The CID Hub brings together the stakeholders of this new district, from future residents to the development companies. Its intense focus on citizen participation helps them design this future district together.
Marking a stark change to the skyline of the city, the CID will house 35,000 new citizens in over 20,000 new houses. It includes developments of “un-Dutch” proportions, with multiple new skyscrapers dwarfing the currently tallest buildings of the city.
The participation department of the city of The Hague asked for a space that brings together stakeholders at an early stage of the project. Specifically, they needed help reaching the young new residents, like students and young families, and skilled immigrants.
For this project I was part of a student design team for The Hague University of Applied Sciences, during a service design course. The group consisted of six student designers. Our end goal was to create a concept, so you won’t find any super polished designs in this case study.
We approached the design challenge from three angles: the status quo, the fabric of the neighbourhoods and the future residents. Through a series of interviews, observations and location visits we identified the opportunities we could tap into to bring this.
Citizen participation isn’t a brand-new idea, so invaluable here was the existing know-how the participation employees of the city brought to the table. We also talked to developers of the Binckhorst, another district in the city going through redevelopments, where a brand new info centre had just opened its doors.
The touchpoints in the Hub were extensively prototyped and tested. This included both on location testing of individual elements and a room scale mock-up of the entire experience.
We made good use of the CID scale model that happened to be on display at City Hall. Visitors took part in a usability test with a digital prototype of the tablets we designed to complement the scale model.

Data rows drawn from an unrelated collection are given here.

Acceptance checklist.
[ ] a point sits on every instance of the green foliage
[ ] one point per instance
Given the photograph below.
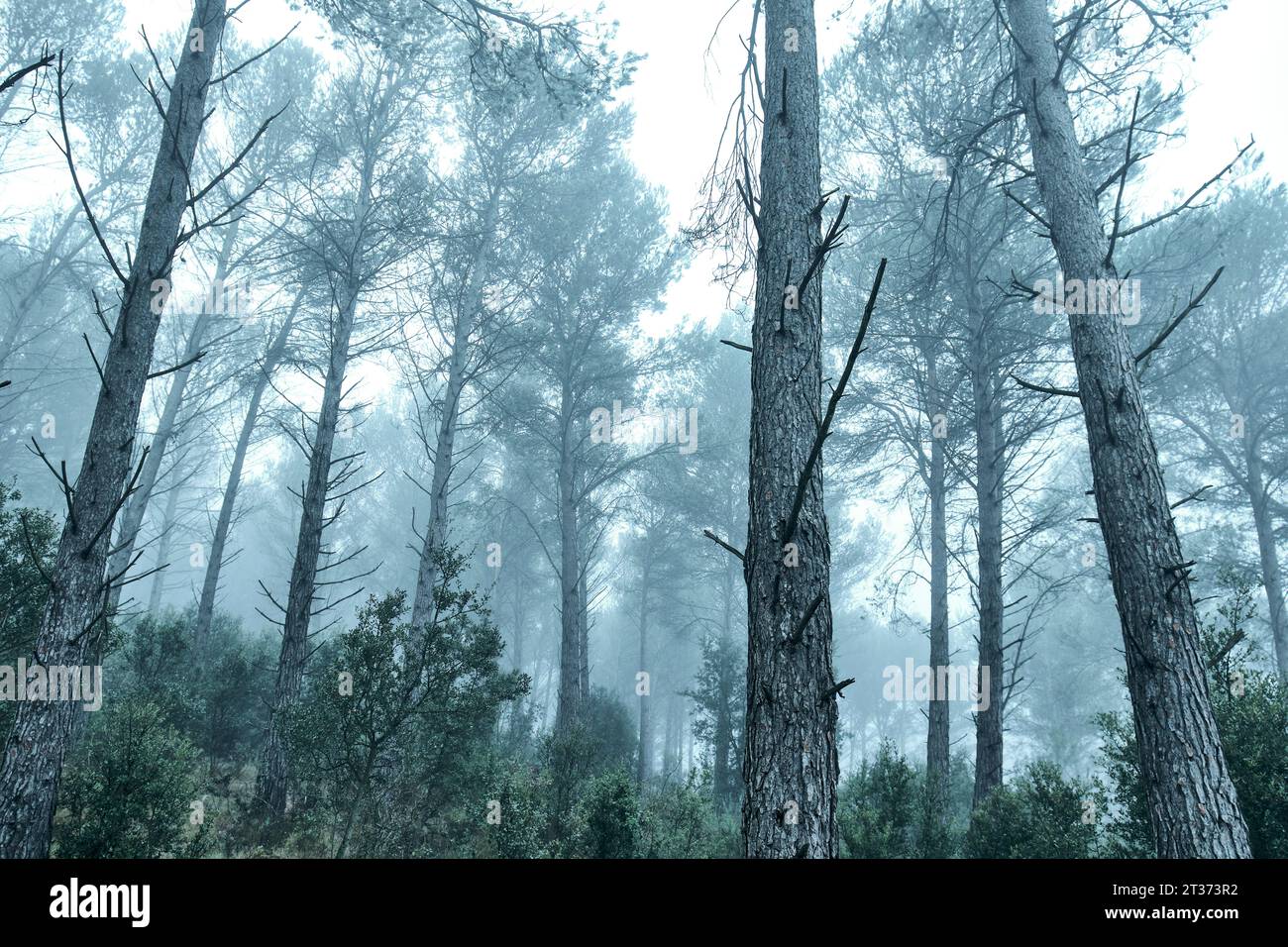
(880, 805)
(601, 740)
(389, 733)
(129, 787)
(24, 531)
(1039, 814)
(606, 819)
(719, 703)
(516, 828)
(681, 821)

The overall experience was tested both in a digital 3D environment, including a photogrammetry scan of the scale model, and a lo-fi room scale walkthrough. Here, we tested sightlines, natural flow of the experience and visitor behaviour in both low and high crowd scenarios.
Our final concept is a dynamic co-creation space, moving around the neighbourhoods of the district as the whole project progresses. The visitor journey is designed around a constantly increasing level of participation.
While they enter as passive listeners, each step of the visit gives them both the information and confidence needed to step up and participate in the design questions the project faces at that given time.
By embedding it in the fabric of each neighbourhood, both in physical location and with community hosted events, we open the floor for the people to shape their future neighbourhood together.